Antoine Furetière, dans Le dictionnaire universel (1690), définit le censeur, selon le contexte romain, comme un magistrat chargé d’« avoir le soin de l’intérêt public, et de la correction des mœurs ». Il rajoute qu’il « avait le soin des temples, des chemins, et des édifices publics ». Cette définition des tâches du Censeur rappelle comment l’orthodoxie morale demeure aussi une question d’orthogonale, comment la censure, comme le rappelle Pascal Durand, est affaire de sens. Rectitude politique, temps contracté linéaire, occupation d’un espace public sont autant de thèmes afférents à la censure qui se verront, par la diagonale, touchés dans ce long ouvrage sur la censure de l’imprimé. Fruit d’un colloque qui avait rassemblé des représentants de la francophonie occidentale (France, Belgique, Suisse, Québec), provenant de disciplines et de facultés diverses, cet ouvrage est pluriel dans ses objets, ses méthodes et ses définitions de la censure. Les vingt-quatre contributions offrent un portrait bigarré d’Anastasie qui souvent revêt la soutane, parfois porte la légion d’honneur, ou encore le costume plus modeste du fonctionnaire. Dans son introduction, Jean-Yves Mollier souhaite que le lecteur comprenne que « la censure n’a pas de visage ». Cet objectif est réussi dans la mesure où les corpus disparates, les cas examinés au cours du XIXe et du XXe siècles démontrent, de facto, la polymorphie de la censure. S’exprimant tant par la suppression du discours, le baillonnage du droit de parole, que par la production d’une orthodoxie qui occupe le territoire, le geste censorial se constitue de stratégies multiples qui visent à légitimer, volontairement ou, plus rarement, involontairement, un ordre, moral ou laïc, au détriment de figures dissidentes et dérangeantes. [End Page 611]

L’ouvrage est divisé en six parties : « Censure et écriture », « Ordre moral clérical », « Ordre moral laïque », « Ruses d’État », « Sanctions du marché », « Nations et mémoires collectives ». Les trois premières parties mettent en scène les agents du pouvoir, religieux et autres. Les trois dernières parties réfléchissent plus sur les tactiques des instances censoriales. Celles-ci peuvent intervenir de manière biaisée. Thierry Cottour ainsi montre comment la manipulation des stocks de papier, dans la France de l’après-guerre, est une manière de discriminer les textes (journaux ou ouvrages) publiés. Elles se montrent plus franchement dans les recueils de documents diplomatiques officiels, tels qu’ils sont analysés par Sacha Zala. Le collectif se conclut par une éclairante synthèse de Francois Valloton.

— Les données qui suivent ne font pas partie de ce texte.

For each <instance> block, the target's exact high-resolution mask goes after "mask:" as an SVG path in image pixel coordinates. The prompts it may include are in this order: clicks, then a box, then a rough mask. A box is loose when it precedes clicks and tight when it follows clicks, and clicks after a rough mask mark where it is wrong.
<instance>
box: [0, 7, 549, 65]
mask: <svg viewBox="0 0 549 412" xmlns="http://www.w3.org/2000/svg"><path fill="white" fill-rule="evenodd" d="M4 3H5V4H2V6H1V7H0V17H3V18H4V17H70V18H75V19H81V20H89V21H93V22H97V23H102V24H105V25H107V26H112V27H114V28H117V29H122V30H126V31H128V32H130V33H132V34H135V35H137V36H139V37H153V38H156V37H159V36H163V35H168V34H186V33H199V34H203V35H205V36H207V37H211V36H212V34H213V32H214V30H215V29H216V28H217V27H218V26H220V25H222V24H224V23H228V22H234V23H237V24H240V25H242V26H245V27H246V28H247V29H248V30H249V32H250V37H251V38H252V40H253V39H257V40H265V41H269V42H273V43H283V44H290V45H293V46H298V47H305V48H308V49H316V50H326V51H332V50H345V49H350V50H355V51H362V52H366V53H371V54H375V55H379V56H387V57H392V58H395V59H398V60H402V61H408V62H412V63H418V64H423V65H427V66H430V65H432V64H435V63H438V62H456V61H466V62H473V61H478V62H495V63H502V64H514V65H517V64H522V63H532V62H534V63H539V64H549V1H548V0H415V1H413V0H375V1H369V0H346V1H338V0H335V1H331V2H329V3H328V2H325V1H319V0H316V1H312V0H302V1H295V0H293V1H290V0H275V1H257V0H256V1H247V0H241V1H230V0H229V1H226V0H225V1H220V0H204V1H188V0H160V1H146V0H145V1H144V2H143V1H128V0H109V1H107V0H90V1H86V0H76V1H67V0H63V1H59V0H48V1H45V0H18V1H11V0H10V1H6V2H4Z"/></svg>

Outre les cas offerts en analyse, le lecteur trouvera des contributions plus théoriques qui visent à définir formellement la censure. Ainsi, Pascal Durand rappelle comment Roland Barthes identifiait la censure, non seulement dans le droit de parole, mais aussi dans l’obligation de dire. Censurer, ce n’est pas seulement une négativité, mais c’est aussi une occupation du potentiel des discours, de facon à occulter des voix inacceptables, posées comme ne faisant pas partie d’un champ donné. Francois Valloton, en bordure du colloque, établit quatre types de censures qui recoupent l’ensemble des contributions : la censure étatique, littéraire, para-étatique et du marché. Ces catégories définissent des champs d’intervention, cartographient les sphères de fonctionnement de la censure. Se préoccupant des médias télévisuels, Robert Martineau, quant à lui, montre comment le format sémiotique d’un objet structure son mode de représentation et suture, pour ainsi dire, son mode de véridiction, se logeant sous l’emprise d’une « dictature de l’instant ». À propos des nouvelles formes de censure, il...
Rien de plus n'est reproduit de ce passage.